Panetti has been sentenced to die for the 1992 murder of his in laws. There is no real doubt that Panetti did kill them. The reason his execution is so obviously unjust, however, is first, there is good reason to doubt his sanity at the time, and second, because his 1995 trial was a clear travesty.

Scott Panetti is a diagnosed paranoid schizophrenic. In the years leading up to the 1992 killing he had no fewer than three compulsory admissions to mental hospitals, all on the same diagnosis. At his 1995 trial, he chose to represent himself, giving as his reason for doing so that he believed his appointed lawyer was part of a conspiracy against him. At the trial he dressed in a purple cowboy suit, called himself 'Sarge' and attempted to subpoena the then Pope, the late President John F. Kennedy and Jesus Christ.

So, this ought to be the end of the matter, there is good reason to doubt his sanity at the time of the killings and he clearly wasn't fit to defend himself at his trial, he should be locked up for his own and others' protection but should not be put to death. Some, however, don't see it that way. Texas' governor, Rick Perry, has repeatedly refused to intervene in the case. Perry was candidate for the Republican Party's presidential nomination in 2012 and has flagged the possibility of running again in 2016. He likes to put himself forward as pro-life and a defender of Christian moral values.

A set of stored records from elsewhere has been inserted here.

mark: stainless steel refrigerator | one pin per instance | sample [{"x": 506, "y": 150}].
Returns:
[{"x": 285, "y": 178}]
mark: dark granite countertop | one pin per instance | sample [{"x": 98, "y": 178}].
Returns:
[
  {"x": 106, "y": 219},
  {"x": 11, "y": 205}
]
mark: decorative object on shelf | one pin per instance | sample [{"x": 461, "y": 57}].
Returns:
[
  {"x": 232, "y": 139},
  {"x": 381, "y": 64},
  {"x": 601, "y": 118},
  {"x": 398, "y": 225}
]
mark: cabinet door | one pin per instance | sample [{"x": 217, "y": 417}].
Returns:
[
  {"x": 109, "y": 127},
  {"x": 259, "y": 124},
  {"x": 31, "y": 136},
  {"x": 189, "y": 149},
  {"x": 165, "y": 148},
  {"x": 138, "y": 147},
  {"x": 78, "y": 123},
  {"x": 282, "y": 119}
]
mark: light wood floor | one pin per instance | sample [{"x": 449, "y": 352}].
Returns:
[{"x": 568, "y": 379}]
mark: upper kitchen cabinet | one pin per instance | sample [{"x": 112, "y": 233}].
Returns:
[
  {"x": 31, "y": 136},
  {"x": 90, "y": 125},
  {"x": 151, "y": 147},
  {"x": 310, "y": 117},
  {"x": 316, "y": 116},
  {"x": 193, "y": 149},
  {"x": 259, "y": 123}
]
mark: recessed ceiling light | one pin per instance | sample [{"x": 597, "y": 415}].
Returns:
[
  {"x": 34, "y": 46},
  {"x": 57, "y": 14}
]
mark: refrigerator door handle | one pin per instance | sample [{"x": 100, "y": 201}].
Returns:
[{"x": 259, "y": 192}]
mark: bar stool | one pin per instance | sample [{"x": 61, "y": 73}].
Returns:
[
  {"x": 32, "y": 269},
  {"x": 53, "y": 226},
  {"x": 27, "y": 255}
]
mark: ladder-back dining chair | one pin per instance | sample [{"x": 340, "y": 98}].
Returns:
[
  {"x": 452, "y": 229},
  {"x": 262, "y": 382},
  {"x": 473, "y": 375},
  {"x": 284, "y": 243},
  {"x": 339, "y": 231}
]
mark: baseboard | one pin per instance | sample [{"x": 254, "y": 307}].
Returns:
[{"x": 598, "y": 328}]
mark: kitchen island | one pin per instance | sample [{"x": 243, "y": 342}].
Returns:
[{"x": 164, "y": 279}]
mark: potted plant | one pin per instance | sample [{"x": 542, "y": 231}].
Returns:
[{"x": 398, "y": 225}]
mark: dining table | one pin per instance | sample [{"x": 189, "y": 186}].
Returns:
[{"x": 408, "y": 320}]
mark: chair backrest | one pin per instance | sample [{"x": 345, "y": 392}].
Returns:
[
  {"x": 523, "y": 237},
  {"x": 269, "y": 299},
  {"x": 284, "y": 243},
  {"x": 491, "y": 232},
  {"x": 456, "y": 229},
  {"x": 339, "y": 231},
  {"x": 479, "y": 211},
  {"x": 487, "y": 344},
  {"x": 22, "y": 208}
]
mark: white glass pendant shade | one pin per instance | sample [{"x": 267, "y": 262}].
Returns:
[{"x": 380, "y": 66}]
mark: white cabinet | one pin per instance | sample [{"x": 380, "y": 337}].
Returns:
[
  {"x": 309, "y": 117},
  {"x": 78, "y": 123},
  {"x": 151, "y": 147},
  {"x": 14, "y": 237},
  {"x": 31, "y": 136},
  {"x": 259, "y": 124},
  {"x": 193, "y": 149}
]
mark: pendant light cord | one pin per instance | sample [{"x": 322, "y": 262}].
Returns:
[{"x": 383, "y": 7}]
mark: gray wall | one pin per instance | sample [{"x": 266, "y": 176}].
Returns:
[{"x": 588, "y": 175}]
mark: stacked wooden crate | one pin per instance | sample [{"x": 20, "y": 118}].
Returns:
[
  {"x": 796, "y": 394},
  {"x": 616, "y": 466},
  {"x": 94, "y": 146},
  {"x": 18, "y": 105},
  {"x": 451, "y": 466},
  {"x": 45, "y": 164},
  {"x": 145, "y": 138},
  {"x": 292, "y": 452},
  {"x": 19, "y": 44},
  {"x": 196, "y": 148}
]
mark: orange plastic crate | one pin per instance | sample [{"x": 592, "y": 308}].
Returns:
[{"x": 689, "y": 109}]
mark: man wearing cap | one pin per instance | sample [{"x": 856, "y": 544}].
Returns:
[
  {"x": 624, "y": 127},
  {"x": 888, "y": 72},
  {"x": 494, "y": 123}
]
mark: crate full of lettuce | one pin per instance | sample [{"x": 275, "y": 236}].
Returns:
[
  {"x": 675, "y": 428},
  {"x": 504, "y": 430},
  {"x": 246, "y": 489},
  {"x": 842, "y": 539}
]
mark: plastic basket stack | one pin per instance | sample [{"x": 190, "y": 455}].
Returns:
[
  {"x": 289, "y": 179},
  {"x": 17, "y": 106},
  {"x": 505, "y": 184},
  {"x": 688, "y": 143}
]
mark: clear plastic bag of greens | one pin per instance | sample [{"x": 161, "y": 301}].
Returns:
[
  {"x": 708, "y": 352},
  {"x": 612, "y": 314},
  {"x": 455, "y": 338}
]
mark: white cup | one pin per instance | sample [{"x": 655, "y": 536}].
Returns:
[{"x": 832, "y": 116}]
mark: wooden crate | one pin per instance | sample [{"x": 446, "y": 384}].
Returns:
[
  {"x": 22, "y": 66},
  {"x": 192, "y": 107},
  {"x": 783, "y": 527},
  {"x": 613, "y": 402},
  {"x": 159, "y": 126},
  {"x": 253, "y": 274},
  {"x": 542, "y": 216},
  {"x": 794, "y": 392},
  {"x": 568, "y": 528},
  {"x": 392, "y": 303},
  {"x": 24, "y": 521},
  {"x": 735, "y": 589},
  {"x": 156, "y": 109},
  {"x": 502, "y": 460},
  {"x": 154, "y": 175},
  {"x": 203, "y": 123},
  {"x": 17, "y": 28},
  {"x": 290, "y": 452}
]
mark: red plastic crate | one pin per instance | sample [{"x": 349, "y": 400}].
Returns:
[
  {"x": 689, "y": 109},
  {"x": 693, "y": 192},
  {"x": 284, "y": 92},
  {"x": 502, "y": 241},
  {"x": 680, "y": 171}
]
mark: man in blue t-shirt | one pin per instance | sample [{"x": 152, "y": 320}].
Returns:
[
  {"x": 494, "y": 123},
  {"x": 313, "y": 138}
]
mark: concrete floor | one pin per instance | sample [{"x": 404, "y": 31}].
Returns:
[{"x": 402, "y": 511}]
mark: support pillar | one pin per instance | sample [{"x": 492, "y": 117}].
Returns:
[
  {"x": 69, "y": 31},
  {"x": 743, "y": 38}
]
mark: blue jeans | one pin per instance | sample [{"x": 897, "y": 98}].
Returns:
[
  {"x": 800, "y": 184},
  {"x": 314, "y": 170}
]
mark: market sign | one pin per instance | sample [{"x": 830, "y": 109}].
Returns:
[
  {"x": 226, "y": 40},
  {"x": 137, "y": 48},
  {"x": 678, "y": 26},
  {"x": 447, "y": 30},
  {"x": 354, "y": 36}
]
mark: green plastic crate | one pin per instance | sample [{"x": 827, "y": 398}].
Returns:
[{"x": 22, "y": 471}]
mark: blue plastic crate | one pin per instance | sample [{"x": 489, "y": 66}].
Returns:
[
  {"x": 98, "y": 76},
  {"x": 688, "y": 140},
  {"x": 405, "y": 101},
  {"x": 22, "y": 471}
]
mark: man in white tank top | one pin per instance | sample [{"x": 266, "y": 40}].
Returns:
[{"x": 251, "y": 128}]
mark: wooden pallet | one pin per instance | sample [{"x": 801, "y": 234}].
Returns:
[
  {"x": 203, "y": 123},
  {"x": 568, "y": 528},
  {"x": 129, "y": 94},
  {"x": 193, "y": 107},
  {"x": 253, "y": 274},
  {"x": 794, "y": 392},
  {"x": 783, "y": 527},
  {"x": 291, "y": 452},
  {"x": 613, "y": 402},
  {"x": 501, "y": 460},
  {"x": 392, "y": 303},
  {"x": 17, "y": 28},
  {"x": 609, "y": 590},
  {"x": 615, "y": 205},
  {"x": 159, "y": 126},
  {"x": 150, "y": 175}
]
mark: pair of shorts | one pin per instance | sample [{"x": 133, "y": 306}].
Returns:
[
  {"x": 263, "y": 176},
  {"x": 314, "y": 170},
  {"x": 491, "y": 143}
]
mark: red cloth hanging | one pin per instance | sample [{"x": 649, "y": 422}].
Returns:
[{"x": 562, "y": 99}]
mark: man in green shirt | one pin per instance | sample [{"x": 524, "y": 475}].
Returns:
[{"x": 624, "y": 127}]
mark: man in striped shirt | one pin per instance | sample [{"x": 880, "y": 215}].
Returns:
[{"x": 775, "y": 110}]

In similar manner, one of those defending Panetti's death sentence in the federal courts has been Ted Cruz. Cruz, who defended the sentence in his capacity as the state's attorney general, is now a US Senator and darling of the 'Tea Party'. He also presents himself as a champion of pro-life values.

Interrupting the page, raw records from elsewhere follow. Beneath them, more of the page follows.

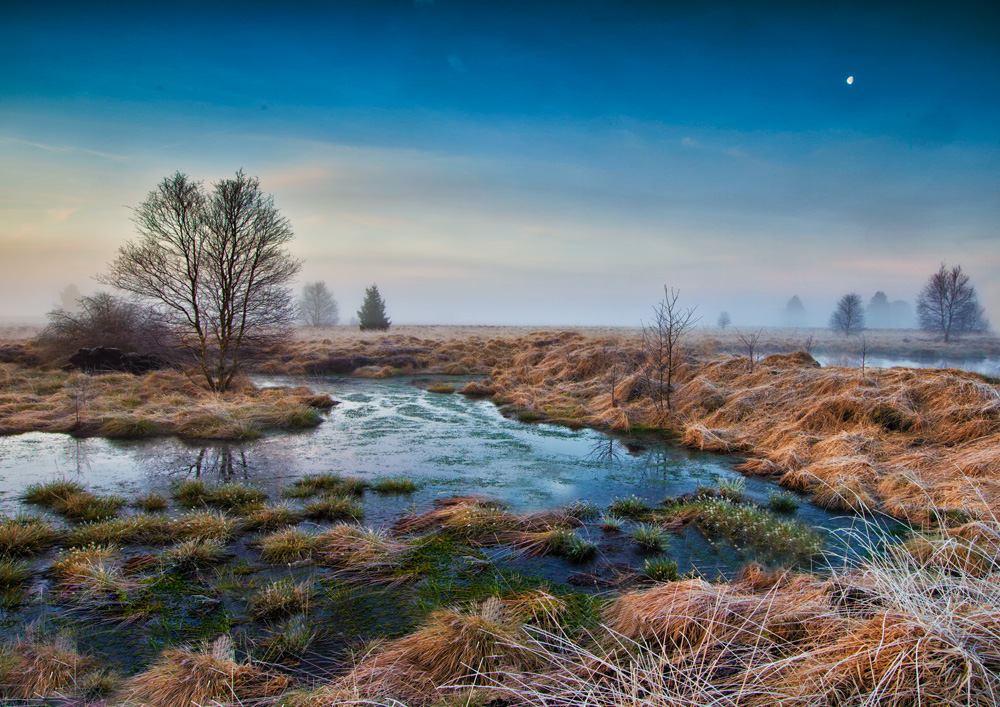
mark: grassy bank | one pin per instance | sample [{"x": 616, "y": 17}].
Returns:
[
  {"x": 123, "y": 406},
  {"x": 226, "y": 597}
]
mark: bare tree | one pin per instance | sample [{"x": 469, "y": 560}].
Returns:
[
  {"x": 105, "y": 320},
  {"x": 660, "y": 346},
  {"x": 948, "y": 304},
  {"x": 749, "y": 345},
  {"x": 849, "y": 316},
  {"x": 317, "y": 306},
  {"x": 214, "y": 265}
]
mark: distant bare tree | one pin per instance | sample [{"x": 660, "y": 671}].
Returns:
[
  {"x": 849, "y": 316},
  {"x": 795, "y": 313},
  {"x": 105, "y": 320},
  {"x": 215, "y": 266},
  {"x": 317, "y": 306},
  {"x": 749, "y": 345},
  {"x": 660, "y": 346},
  {"x": 69, "y": 298},
  {"x": 879, "y": 311},
  {"x": 948, "y": 304}
]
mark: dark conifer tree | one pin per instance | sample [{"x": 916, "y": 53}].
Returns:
[{"x": 372, "y": 312}]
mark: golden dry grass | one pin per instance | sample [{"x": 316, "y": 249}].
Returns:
[
  {"x": 193, "y": 678},
  {"x": 120, "y": 405}
]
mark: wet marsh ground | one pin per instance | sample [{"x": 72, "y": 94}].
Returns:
[{"x": 532, "y": 564}]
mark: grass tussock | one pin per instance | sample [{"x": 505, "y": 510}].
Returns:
[
  {"x": 833, "y": 432},
  {"x": 38, "y": 669},
  {"x": 212, "y": 675},
  {"x": 123, "y": 406},
  {"x": 454, "y": 647},
  {"x": 288, "y": 546},
  {"x": 22, "y": 536}
]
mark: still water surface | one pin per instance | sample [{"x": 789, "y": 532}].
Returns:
[{"x": 448, "y": 444}]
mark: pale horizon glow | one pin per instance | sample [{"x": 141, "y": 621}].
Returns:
[{"x": 512, "y": 166}]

For anyone with a basic understanding of Christian moral philosophy or even basic humanity, understanding this should not be difficult. For Christians, one of the great glories of humanity is our freedom of the will. Our moral responsibility grows out of that freedom. For this reason, while we generally want humans punished when they do something wrong, we don't demand to see the tools they used or the clothes they wore punished, because we recognise that these things don't have free will. For the same reasons, people are not generally held accountable for what they do accidentally because they did not freely will it. (They are punished for the results of their negligence, but the negligence was freely chosen, even if the consequence wasn't.)

In the case of the mentally ill, however, that free will is impaired. In the case of someone as clearly insane and delusional as Panetti, that freedom is impaired to such a great degree that he can reasonably be deemed no more morally responsible that one of the weapons he used. In such circumstances, the state has no moral right to execute him and, should it do so, his death will morally be a murder, whatever the great State of Texas shall call it.


  1. 'clearly'?
    Wasn't clear to the juries. Wasn't clear to the judges. Nor apparently to the Governor.

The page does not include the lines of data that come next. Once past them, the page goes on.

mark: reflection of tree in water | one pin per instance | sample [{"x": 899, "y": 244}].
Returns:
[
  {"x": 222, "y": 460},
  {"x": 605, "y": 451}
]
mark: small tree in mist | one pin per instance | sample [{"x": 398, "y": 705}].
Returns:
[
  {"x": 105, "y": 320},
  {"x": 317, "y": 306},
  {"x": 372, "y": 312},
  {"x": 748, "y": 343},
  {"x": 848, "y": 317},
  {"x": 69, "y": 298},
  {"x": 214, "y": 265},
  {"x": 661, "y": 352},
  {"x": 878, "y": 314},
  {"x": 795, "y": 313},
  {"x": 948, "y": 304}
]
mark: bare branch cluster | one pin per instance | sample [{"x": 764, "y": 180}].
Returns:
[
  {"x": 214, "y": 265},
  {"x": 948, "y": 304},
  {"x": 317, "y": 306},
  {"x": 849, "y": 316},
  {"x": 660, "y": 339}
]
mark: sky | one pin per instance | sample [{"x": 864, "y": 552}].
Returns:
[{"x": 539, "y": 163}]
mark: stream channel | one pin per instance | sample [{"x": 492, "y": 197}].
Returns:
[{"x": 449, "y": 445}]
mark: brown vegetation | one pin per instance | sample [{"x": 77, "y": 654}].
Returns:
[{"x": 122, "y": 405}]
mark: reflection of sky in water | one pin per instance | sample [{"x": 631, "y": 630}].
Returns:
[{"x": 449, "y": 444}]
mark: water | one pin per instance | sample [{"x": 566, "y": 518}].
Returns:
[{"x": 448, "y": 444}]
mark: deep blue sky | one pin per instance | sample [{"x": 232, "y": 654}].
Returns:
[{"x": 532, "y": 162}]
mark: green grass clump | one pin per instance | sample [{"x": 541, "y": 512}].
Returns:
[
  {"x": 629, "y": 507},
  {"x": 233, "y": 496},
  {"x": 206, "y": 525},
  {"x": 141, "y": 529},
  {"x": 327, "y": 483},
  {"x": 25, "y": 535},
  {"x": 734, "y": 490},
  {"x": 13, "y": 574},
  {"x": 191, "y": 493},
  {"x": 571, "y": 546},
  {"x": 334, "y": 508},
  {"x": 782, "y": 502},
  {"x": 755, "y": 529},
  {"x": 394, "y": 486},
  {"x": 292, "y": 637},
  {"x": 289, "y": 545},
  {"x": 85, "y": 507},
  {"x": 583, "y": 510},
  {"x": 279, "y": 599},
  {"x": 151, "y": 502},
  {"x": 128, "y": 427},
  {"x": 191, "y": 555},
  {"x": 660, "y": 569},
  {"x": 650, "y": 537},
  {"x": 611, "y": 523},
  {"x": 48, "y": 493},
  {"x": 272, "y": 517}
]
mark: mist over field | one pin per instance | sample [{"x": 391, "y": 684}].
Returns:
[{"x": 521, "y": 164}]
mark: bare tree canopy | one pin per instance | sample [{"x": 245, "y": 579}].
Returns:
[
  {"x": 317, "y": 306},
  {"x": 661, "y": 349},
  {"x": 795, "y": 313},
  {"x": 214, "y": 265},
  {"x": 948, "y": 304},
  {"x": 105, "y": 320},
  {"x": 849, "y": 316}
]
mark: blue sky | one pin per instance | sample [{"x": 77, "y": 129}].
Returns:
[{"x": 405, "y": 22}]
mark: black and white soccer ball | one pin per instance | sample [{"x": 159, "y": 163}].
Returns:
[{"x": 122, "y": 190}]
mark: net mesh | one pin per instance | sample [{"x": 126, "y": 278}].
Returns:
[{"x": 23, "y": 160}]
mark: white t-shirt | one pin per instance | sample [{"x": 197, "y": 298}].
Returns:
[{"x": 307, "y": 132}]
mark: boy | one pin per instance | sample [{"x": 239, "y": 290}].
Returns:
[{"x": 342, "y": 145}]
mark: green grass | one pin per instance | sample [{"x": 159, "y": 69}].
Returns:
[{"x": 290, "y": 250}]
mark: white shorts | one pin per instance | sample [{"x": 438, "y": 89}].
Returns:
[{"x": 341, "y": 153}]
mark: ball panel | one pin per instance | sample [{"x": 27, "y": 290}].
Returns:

    Nor have you demonstrated it here. Mental illness can be a defence, but isn't automatically. Did it prevent him from realising that his inlaws were human? Did the illness trick him into thinking that they were actively trying to kill him? If not, then he made a conscious decision to commit murder. If it did, why have you not pointed this out in your post?

  2. Please note what I did and didn't say. I didn't say he was clearly insane, merely that there is good reason to doubt his sanity. I did say he was clearly delusional, and I think that his three compulsory hospital admissions with a diagnosis of paranoid schizophrenia together with is attempts to subpoena JFK and Jesus at the trial bear that out. I also said his trial was clearly a travesty, see above.

    Was he sane at the time of the killings, I seriously doubt, but I didn't say he clearly wasn't, merely that he clearly was denied the right to have the matter gone into properly at his trial.

    If what I've already written doesn't convince you that his trial was a travesty, consider this. Prior to his trial there was a competency hearing. The state psychiatrist, not the defence psychiatrist, the guy paid for by the state and testifying for the prosecution, testified that the defendant didn't know what year it was, didn't know who the president was and suffered from serious delusions that would likely effect his ability to assist his lawyers.